Contact dermatitis is an itchy skin rash caused by skin contact with allergens or irritants. The inflamed skin can be red, dry, cracked, and may develop tiny blisters, drain fluid, and crust over. The rash usually occurs at the sites of direct contact with culprit substance.
Two types of contact dermatitis are frequently seen: irritant contact dermatitis (ICD) and allergic contact dermatitis (ACD). ICD is by far the most common type. Many things can damage the out skin layer and cause skin irritation – harsh soaps, chemical solvents, cosmetics or skin products, etc. it tends to give more of a stinging sensation than itchiness. Reaction can be almost immediate with irritant contact. ACD, on the other hand, appears more vesicular and is itchier. Usually there is a lag between contact and symptom on set, as it takes time for “allergy” to develop. Common allergens include metals such as nickel, topical antibiotics, perfume and cosmetics, hair dyes, preservatives, etc. A large population is allergic to a compound called urushiol in poison ivy and oak. Clinically there are lots of overlaps between ICD and ACD.

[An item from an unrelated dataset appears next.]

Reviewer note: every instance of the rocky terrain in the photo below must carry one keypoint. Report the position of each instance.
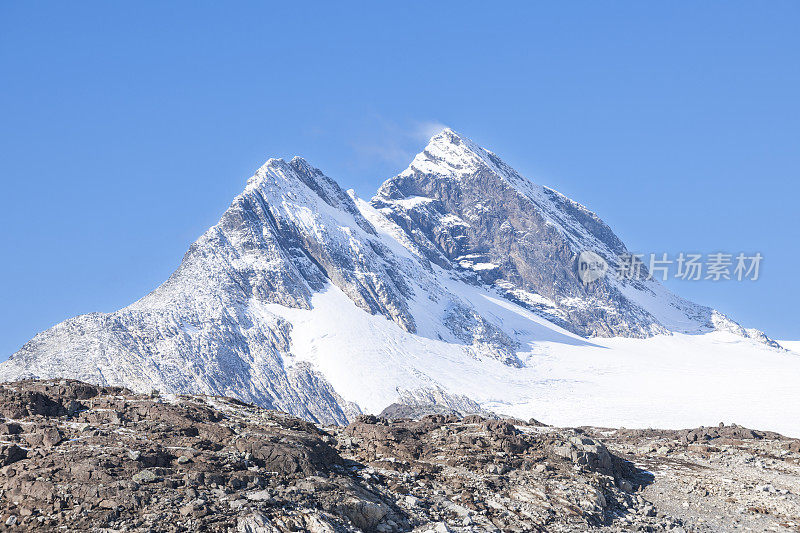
(80, 457)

So, pertinent history is very important for diagnosis. If ACD is suspected, patch test is helpful to look for relevant offender(s). You will be instructed about how to avoid the allergens after the patch test result is read.
Identifying and avoiding the causative agents are the most important steps in managing contact dermatitis, although sometimes is can be difficult. The mainstay treatment is topical steroids of different strengths depending on the rash location and severity. In severe cases, oral steroid with taper may be needed. Wet compresses, soothing lotions, soft soap and clothes, and antihistamine to control itchiness can also be effective adjunct therapies.